Female general during the Taiping Rebellion (c. 1830 - 1856 or later)

Hong Xuanjiao (洪宣嬌, born c. 1830 - fl. 1856), also known as Yang Yunjiao (楊雲嬌) and Yang Xuanjiao (楊宣嬌), was a Chinese general and rebel leader during the Taiping Rebellion. She was said to be the younger sister of the leader of Taiping Heavenly Kingdom, Hong Xiuquan, and the wife of Xiao Chaogui, the West King. She led women into the battlefield against the Qing dynasty for the Taiping cause.

== Life ==
Hong Xuanjiao is believed to have been born around 1830 to a man named Huang Quanzheng (黃權政) in Luoludong (羅淥峒), Wuxuan county, Guangxi province. She was later adopted as a sister of Yang Xiuqing, the East King, who claimed the Heavenly Father willed that Xuanjiao should bear the surname Yang as she is his sixth daughter. Some time after her wedding to Xiao Chaogui, on 30 January 1850, Xiao claimed that Jesus Christ specified him as a brother-in-law equivalent to Hong Xiuquan, Feng Yunshan, and Yang Xiuqing. It is in this manner that Xuanjiao became a sister of Hong Xiuquan and became known as Hong Xuanjiao. In some sources, Xiao Chaogui's wife is named Yang Yunjiao; it is most likely that Yang Yunjiao and Hong Xuanjiao were the same person, and that Yang Yunjiao changed her name to Xuanjiao to avoid a naming taboo with the South King Feng Yunshan.
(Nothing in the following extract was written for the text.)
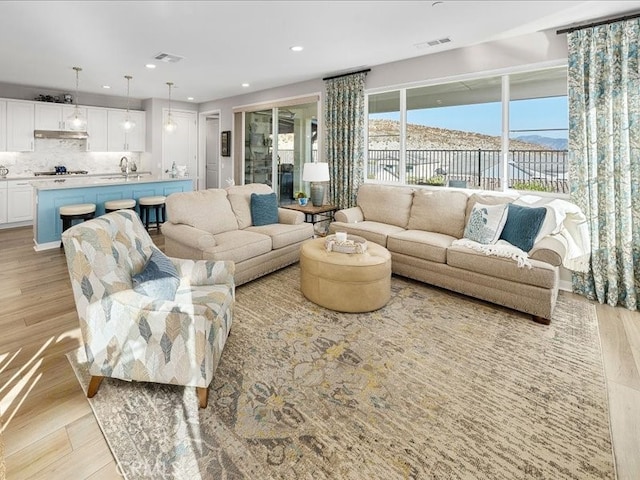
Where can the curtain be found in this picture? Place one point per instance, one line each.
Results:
(344, 126)
(604, 160)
As a commander of the female soldiers in service of the Taiping army, she led hundreds of female soldiers and was herself trained in martial arts. She was described as being extraordinarily valiant and extraordinarily beautiful, and also was responsible for the women who took part in the battle under the banner of the Taiping rebels. She distinguished herself in battle and achieved significant feats.

She last appeared in the historical record in 1856 in the lead-up to the Tianjing incident, where she, alarmed by the arrogance of her adoptive brother Yang Xiuqing, pleaded Hong Xiuquan to eliminate Xiao as a potential threat, but Hong Xiuquan, mindful of their former camaraderie, refused her pleas. The Taiping Rebellion ended in failure when Nanjing was captured by Qing forces in 1864. Hong Xuanjiao's fate remains unknown.